I’ve honestly struggled writing this, because it risks coming off as either trivial or obvious. That said, here it goes…
Here’s the big-picture concept: if we are moving to more of a value-based universe, how are enterprise lawyers supposed to work better? Put another way: how can you price by value but clamber along working as usual by the hour?
The fact is with all the efforts spent to improve lawyerly output, we still work in much of the same way as we’ve done for the past 20 years: spending too much time staring at a computer, and at our email inboxes in particular. When we are liberated, we go to a meeting, and surreptitiously stare at our smartphones, at our email inboxes in particular.

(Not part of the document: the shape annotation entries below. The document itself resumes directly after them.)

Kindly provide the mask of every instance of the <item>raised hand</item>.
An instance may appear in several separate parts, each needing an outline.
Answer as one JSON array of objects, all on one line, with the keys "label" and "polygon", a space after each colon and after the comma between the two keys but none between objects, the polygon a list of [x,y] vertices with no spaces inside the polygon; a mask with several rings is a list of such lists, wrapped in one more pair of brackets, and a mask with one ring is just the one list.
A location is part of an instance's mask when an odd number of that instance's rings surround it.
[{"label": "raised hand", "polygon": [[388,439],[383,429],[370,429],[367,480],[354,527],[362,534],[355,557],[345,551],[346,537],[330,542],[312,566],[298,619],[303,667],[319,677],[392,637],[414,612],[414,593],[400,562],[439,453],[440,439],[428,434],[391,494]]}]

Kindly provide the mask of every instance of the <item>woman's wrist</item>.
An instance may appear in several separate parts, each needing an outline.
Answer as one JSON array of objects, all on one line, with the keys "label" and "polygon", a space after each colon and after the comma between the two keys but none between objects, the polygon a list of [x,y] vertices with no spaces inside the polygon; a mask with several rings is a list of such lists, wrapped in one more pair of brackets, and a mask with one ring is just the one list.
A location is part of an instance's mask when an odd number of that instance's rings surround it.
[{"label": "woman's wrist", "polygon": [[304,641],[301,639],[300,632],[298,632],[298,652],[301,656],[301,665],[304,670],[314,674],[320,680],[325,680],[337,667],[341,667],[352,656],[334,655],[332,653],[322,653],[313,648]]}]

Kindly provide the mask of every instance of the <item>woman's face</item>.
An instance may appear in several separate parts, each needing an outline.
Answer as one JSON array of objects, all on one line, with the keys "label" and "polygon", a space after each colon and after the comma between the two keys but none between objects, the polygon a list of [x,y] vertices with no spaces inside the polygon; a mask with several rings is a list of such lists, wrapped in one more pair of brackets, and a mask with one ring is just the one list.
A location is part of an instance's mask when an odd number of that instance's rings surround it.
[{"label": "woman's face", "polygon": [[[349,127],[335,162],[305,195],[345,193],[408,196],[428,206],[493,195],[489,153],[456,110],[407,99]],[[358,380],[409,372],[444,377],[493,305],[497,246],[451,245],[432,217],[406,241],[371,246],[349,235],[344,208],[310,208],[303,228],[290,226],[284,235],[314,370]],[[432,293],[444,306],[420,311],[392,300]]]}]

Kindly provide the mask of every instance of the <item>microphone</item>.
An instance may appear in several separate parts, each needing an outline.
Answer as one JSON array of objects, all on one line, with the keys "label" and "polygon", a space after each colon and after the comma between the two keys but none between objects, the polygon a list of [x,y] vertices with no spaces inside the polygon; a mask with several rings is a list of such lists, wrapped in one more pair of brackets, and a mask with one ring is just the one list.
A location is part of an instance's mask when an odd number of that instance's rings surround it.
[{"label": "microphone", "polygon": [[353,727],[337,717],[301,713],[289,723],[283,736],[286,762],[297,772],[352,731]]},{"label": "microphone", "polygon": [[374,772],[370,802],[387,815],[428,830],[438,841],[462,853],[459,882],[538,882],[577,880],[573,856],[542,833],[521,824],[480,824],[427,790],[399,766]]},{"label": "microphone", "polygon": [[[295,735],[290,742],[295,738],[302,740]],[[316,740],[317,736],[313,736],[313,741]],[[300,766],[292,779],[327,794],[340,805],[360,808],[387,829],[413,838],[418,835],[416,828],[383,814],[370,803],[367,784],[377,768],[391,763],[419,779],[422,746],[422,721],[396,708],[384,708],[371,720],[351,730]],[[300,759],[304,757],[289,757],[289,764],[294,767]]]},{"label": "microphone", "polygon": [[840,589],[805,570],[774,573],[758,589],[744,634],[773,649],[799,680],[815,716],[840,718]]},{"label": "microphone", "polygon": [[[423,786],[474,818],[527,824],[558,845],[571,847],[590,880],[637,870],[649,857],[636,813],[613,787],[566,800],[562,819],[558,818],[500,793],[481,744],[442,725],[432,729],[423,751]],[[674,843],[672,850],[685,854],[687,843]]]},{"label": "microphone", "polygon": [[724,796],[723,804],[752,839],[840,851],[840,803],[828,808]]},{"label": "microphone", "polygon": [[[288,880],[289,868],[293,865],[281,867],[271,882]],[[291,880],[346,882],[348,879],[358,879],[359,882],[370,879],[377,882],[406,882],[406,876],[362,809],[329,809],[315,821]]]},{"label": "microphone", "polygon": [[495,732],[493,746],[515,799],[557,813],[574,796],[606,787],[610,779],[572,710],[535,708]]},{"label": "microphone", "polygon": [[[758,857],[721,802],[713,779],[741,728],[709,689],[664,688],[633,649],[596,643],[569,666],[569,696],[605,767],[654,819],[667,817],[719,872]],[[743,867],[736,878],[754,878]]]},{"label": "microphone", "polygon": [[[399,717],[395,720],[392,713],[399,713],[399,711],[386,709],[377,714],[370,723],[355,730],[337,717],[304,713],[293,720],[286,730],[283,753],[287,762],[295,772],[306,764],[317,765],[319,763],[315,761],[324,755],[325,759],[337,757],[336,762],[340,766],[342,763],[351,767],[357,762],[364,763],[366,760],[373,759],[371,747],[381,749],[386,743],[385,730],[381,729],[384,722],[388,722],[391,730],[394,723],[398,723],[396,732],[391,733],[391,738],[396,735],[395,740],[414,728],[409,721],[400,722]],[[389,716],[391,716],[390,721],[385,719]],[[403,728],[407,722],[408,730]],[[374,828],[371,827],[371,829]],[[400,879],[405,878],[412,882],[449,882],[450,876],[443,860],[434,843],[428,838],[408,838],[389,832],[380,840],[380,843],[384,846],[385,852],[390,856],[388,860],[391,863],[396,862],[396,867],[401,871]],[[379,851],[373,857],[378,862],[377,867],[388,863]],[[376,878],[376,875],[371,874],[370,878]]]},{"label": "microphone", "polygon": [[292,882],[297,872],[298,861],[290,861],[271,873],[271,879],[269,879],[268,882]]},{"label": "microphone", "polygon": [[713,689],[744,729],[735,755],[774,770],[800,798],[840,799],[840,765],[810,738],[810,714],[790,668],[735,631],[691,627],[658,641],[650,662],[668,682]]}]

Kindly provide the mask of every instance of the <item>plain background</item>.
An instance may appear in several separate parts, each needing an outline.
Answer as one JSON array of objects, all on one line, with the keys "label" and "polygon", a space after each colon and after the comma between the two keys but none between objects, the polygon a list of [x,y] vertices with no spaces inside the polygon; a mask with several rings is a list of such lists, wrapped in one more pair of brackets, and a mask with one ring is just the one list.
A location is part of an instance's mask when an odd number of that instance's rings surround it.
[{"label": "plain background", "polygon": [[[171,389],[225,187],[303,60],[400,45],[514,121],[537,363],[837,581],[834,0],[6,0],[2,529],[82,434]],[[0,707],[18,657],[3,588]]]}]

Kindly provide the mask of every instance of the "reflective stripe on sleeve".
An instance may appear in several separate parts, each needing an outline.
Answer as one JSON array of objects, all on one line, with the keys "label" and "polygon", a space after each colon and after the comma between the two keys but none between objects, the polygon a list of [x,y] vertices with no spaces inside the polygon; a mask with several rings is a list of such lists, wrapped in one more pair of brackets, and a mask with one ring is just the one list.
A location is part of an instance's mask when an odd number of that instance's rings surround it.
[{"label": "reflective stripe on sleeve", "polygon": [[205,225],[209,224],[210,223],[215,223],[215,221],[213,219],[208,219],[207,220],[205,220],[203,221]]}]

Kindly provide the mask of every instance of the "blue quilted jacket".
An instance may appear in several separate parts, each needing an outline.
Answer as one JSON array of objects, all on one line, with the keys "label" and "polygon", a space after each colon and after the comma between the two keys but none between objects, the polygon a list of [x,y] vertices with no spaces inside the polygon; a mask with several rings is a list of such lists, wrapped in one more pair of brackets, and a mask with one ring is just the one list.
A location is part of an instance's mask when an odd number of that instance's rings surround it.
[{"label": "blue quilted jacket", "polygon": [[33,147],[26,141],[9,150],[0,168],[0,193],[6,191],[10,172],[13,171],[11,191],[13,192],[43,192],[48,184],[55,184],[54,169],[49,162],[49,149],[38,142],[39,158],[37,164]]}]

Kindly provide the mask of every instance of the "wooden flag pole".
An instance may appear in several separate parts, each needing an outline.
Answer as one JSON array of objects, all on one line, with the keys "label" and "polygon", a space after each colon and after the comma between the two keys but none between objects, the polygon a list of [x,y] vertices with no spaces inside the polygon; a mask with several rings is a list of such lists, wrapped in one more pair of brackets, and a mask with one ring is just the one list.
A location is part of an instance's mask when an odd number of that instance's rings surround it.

Pam Woldow touched on a part of this last year when she wrote about the inefficiencies caused by “digital distraction.” I won’t try to summarize it; just read it. But it touches on a profound reality for many lawyers: we are told to provide value, yet we aren’t taught how to work better.
Since most of us were historically taught to work more, when time comes to provide added value, we are left to our own devices. Figuratively and literally.
This is nowhere more apparent in the admonitions to “work as a team,” to “collaborate,” to “run a winning project.” Many meetings resulting from these worthy goals involve a bunch of people sitting around a table waiting for someone to take the lead; for anyone to point the way.
That won’t work if you want to get better. You will have to take the lead.
I think getting better in 2013 will involve more lawyering skills than just additional legal knowledge. I know that this sounds a bit squishy; I have the first verse of “Kum Ba Yah” running through my head as a write this. (Although when you sing it around a campfire, just think of the teamwork, and collaboration!)
In the coming weeks, I will outline what some of these new skills are. I am testing them in other places. In the meantime, I suggest this. You look around your workplace or your circle of influence. Find someone you admire for a personal quality or skill, and invite them to lunch. Somewhere between sports and the weather, ask them how they “got good at X.” Most people worth learning from are happy to help if asked sincerely.
This isn’t about trying to set up a formal mentor-mentee relationship. Those are not easy to come by, and can end up in some people losing their jobs.
Try it. See how it works. And don’t thank me. Thank Bueller.
(Apparently the German version of YouTube hasn’t gotten a C&D letter yet. Bonus points in the video for Gordie Howe’s No. 9 Red Wings jersey. Yes, hockey is back in Hockeytown! Teamwork on ice; with skates, sticks and a hard rubber disk…).